China’s ban on coal-fired heating in homes in the northeastern provinces has had a modest impact. But in cities like Beijing, pollution masks aren’t going out of style just yet.
For the first time in a long time, China’s northeastern provinces are looking up at blue winter skies.
Last year, the government introduced legislation to drastically reduce coal-fired heating in Beijing and 27 other major cities.
The concentration of toxic fine air particles – also known as PM2.5 – in these northeastern cities fell 33 percent last year, Greenpeace East Asia reports.
But impressive as this sounds, citizens of China’s great metropolises won’t be putting away their pollution masks just yet.
In fact, the cut in PM2.5 in the northeastern provinces was only partly down to the coal heating ban, with favorable weather conditions, such as stronger northern winds also playing a major role, according to the Greenpeace analysis.
Across the country as a whole, PM2.5 only dropped 4.5 percent in last year – the smallest annual decrease since China declared its “war on pollution” in 2013.
Greenpeace estimates that even this improvement will have spared 160,000 people across the country a premature death last year.

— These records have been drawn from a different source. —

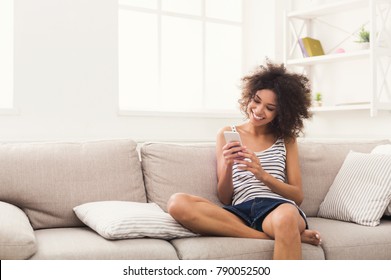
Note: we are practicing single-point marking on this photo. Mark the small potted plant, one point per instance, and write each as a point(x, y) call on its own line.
point(363, 38)
point(318, 99)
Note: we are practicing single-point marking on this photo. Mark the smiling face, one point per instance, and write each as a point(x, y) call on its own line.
point(262, 108)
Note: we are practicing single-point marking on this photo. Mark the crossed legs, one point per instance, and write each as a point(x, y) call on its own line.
point(284, 224)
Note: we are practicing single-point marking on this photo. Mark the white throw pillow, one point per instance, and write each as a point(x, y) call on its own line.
point(124, 219)
point(385, 150)
point(361, 190)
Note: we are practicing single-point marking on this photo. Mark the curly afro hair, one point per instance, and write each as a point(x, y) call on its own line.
point(293, 97)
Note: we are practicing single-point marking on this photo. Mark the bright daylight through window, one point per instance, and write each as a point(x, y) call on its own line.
point(180, 56)
point(6, 54)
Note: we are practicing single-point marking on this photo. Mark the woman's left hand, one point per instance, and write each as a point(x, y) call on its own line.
point(250, 162)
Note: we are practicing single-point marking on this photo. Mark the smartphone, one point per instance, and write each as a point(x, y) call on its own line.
point(232, 136)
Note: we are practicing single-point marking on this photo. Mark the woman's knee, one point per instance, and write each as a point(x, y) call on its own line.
point(285, 219)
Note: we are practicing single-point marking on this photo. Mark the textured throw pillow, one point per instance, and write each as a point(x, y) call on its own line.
point(384, 150)
point(361, 190)
point(124, 219)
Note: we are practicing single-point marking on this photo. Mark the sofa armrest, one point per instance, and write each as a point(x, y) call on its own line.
point(17, 239)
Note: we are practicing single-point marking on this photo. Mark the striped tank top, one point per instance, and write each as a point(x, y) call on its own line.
point(247, 187)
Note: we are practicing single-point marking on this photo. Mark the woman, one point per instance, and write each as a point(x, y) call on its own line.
point(259, 181)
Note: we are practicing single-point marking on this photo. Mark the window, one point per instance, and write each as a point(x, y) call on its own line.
point(180, 56)
point(6, 55)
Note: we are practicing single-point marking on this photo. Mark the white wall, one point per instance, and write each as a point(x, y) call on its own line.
point(66, 79)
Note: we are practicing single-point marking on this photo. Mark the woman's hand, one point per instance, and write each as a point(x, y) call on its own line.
point(231, 152)
point(250, 162)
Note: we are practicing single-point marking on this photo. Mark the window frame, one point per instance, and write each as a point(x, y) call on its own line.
point(12, 110)
point(203, 112)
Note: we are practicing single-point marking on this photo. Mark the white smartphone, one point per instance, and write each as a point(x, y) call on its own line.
point(232, 136)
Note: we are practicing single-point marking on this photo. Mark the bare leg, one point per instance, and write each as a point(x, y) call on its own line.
point(285, 225)
point(202, 216)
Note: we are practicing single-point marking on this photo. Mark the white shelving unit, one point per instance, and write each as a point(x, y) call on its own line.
point(300, 24)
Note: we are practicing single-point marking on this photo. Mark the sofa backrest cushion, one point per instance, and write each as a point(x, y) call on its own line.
point(172, 168)
point(320, 162)
point(47, 180)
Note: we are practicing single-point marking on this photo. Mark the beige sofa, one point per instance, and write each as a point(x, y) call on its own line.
point(41, 183)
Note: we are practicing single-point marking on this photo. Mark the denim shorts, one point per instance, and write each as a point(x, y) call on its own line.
point(254, 211)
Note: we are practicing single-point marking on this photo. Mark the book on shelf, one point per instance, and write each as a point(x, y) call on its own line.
point(310, 47)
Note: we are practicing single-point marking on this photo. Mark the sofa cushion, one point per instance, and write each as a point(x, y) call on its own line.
point(47, 180)
point(125, 219)
point(172, 168)
point(320, 162)
point(384, 150)
point(350, 241)
point(82, 243)
point(229, 248)
point(17, 240)
point(361, 191)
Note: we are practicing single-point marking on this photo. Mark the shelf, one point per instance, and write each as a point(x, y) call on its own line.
point(329, 58)
point(366, 106)
point(302, 23)
point(333, 8)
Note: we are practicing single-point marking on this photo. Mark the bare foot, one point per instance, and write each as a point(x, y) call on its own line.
point(311, 237)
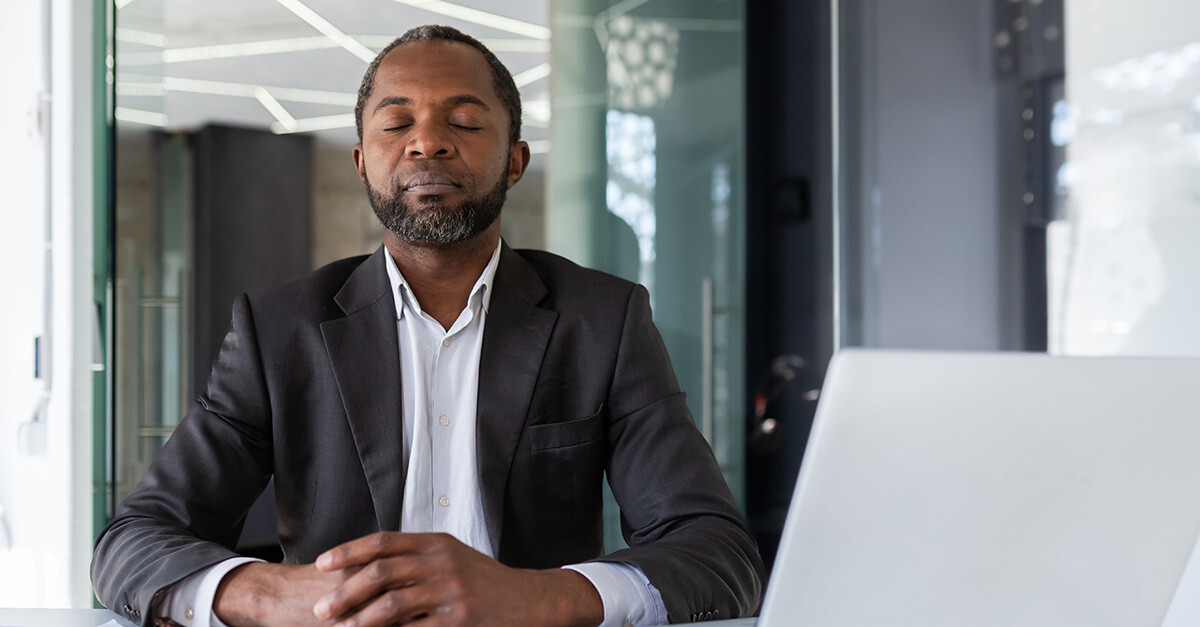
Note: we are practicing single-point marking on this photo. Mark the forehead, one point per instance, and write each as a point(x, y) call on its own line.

But in many of the industrial cities not subject to the strict regulations imposed in the northeast, air pollution actually got worse. In Heilongjiang province, emissions from industries like steel production pushed particle levels up 10 percent.
Huang Wei, climate and energy officer at Greenpeace East Asia, said the government must expand its focus from domestic heating and tackle emissions from industry. “Policies favoring coal and heavy industry are holding back progress,” he said in a statement.
Even in the northern cities that saw major improvements, there were days when the smog was as thick as ever. On December 28, much of Beijing saw “very unhealthy” levels of pollution, according to the Beijing Air Quality Index.
Face masks aren’t going out of style
And last week, the environment ministry admitted conditions were set to worsen again from late January on.
Chen has lived in Beijing her whole life. “Smog is still part of our daily lives,” she told DW. “I try to put on my pollution mask as often as possible when I’m outside, but once indoors I usually take it off. It has become a daily accessory to me, just like a pair of glasses.”
Wang Wei, a street vendor in Beijing’s Chaoyangmen district, sees his mask as essential to working outdoors.
“I am used to get bad coughing fits in winter, and often have trouble breathing after a day’s work in this fog. They advised us to put masks on when outside,” he told DW.
With poor air quality a daily fact of life for many Chinese, the government has come under increasing pressure to act, and over recent years environmental and sustainability issues have moved up the political agenda.
“The focus on pollution-reduction fits within wider Chinese government priorities to address major domestic problems in China,” Duncan Freeman, a research fellow at the College of Europe EU-China Research Center, told DW.
“Public opinion is increasingly voicing concerns about its impacts on health. At the same time, environmental impacts threaten the sustainability of China’s economic model, which is a fundamental problem for its future development.”
Still transitioning away from coal
Five years on data from the environmental ministry shows an average fall in PM2.5 concentrations across 74 cities of 33 percent from the start of the “war on pollution.”
Most of these emission savings are from shifting from an energy system dominated by coal to one that increasingly relies on gas. But Freeman warns that the transition is far from complete.
“Coal cannot be removed rapidly from the energy system in the short term without causing major disruptions, and will continue to be a major energy source for China for many years to come,” Freeman told DW.
Peter Singer, who advises the International Energy Agency and the International Panel on Climate Change on renewables, said China’s recent air pollution figures show cleaner energy infrastructure is having an impact in some provinces.
But on an international level, China’s commitment to carbon-heavy coal indicates it still has to clean up its act. “Let’s not forget the major foreign investment in coal that China still represents,” Singer told DW.